I’ve been a bit distracted lately, for good reason - I’ve been busy working with BESTCINCO, Michael Candy and Meagan Streader to design and build a series of interactive sculptures that will feature in the redevelopment of the heritage-listed ‘Gasworks’ site here in Brisbane.
One of the best things about working with a group of creative people is brainstorming and thinking of new ways to stretch technology. “What if we made the lights mimic a brain?” I suggested, “We could get them to ‘fire’ like a neurone in response to activity they detect nearby.” “Can we do that?” was the reply. So here I am, cramming out some code that will turn the Gasworks into a simulated brain that senses and reacts to people using the space.
Suspended within the centre of the Gasworks structure will be ten sculptures, each containing a cluster of lights, a Raspberry PI, a webcam, Arduino and a host of electronics.

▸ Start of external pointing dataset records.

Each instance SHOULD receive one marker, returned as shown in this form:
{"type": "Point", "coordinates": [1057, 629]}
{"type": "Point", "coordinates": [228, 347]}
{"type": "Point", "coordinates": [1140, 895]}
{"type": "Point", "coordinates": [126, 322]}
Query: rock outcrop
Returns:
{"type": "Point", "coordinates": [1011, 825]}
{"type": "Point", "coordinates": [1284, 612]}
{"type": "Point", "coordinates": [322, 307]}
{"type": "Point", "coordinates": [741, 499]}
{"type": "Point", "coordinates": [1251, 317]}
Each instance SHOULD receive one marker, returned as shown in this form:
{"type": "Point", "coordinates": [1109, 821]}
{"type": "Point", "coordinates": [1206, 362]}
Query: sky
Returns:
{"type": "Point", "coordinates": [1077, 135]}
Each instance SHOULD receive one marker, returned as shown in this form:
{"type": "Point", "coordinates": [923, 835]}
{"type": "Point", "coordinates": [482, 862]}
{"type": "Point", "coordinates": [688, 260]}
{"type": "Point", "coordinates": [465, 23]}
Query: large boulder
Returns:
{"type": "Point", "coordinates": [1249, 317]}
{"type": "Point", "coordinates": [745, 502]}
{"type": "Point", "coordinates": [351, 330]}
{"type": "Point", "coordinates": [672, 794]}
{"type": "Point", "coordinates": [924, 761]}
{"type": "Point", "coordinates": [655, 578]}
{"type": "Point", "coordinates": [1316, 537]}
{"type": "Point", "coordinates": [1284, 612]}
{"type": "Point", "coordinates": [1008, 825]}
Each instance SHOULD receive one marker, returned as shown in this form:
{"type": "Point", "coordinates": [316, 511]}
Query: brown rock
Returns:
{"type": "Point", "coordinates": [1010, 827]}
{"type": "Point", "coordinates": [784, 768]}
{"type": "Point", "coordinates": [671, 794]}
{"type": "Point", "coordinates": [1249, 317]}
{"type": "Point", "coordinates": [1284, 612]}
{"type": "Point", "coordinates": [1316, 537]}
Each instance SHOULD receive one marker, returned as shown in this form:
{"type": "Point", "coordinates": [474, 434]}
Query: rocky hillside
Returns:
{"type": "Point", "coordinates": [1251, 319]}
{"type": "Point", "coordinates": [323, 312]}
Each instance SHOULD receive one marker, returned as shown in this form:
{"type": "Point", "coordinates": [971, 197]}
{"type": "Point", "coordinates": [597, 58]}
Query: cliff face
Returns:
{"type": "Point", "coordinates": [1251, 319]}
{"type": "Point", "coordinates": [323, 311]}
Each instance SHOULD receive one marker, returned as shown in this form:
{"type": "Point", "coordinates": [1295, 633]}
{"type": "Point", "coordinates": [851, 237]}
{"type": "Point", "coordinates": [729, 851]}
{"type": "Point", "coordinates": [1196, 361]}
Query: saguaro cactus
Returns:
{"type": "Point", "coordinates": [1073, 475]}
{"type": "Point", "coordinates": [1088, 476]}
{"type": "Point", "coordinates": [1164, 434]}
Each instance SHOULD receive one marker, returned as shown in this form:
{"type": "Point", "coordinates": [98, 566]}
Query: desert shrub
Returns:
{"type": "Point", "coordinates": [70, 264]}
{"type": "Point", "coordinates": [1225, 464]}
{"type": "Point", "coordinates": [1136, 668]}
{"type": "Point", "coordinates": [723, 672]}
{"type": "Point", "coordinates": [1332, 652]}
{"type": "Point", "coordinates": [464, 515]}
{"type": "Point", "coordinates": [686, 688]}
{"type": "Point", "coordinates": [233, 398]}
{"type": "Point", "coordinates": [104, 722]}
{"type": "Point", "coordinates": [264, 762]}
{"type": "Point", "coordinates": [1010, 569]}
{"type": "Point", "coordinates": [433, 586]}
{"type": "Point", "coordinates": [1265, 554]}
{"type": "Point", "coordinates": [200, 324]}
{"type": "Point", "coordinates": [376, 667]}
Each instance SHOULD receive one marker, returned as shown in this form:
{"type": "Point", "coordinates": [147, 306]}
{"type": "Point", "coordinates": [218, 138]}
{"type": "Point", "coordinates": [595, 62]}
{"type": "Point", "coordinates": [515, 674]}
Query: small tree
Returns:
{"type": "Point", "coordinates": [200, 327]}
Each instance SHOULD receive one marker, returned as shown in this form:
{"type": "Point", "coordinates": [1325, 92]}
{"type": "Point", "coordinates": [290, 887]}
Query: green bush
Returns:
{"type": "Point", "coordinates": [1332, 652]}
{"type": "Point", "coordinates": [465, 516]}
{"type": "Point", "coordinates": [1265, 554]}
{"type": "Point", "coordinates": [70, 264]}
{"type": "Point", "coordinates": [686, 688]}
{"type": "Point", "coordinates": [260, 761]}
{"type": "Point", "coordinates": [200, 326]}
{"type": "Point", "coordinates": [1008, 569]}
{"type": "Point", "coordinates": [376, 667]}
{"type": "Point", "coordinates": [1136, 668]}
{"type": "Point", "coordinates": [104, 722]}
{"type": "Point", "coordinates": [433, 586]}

Each of these sculptures loosely simulate a brain neurone. The webcams act as the ‘dendrites’, continuously monitoring the spaces underneath each sculpture for physical activity. Any detected activity is translated into an energy level that drives the lighting sequence for the attached sculpture (neurone). This energy level is sent from the Raspberry PI to the Arduino where it’s converted into a lighting sequence. Sculptures with low energy levels have a dim and slow random light sequence, while sculptures with higher energy levels have brighter, faster lighting sequences.
The energy level of each neurone continues to increase as movement is detected, until it reaches a threshold and ‘fires’. When this occurs, that sculpture broadcasts part of its energy to the adjacent sculptures, which in turn have brighter and faster lighting sequences. Meanwhile the neurone that fired will ‘reset’, dropping its energy level back to zero.
Below is a video of a single sculpture/neurone prototype, demonstrating how it detects movement and transitions from low energy to high, and finally ‘firing’.
With a load of hard work and a bit of luck, I hope we get some emergent behaviour (i.e. effects I have not explicitly coded) arising when people start interacting with the sculptures. The work will be permanently installed at the site in Newstead from the end of the year.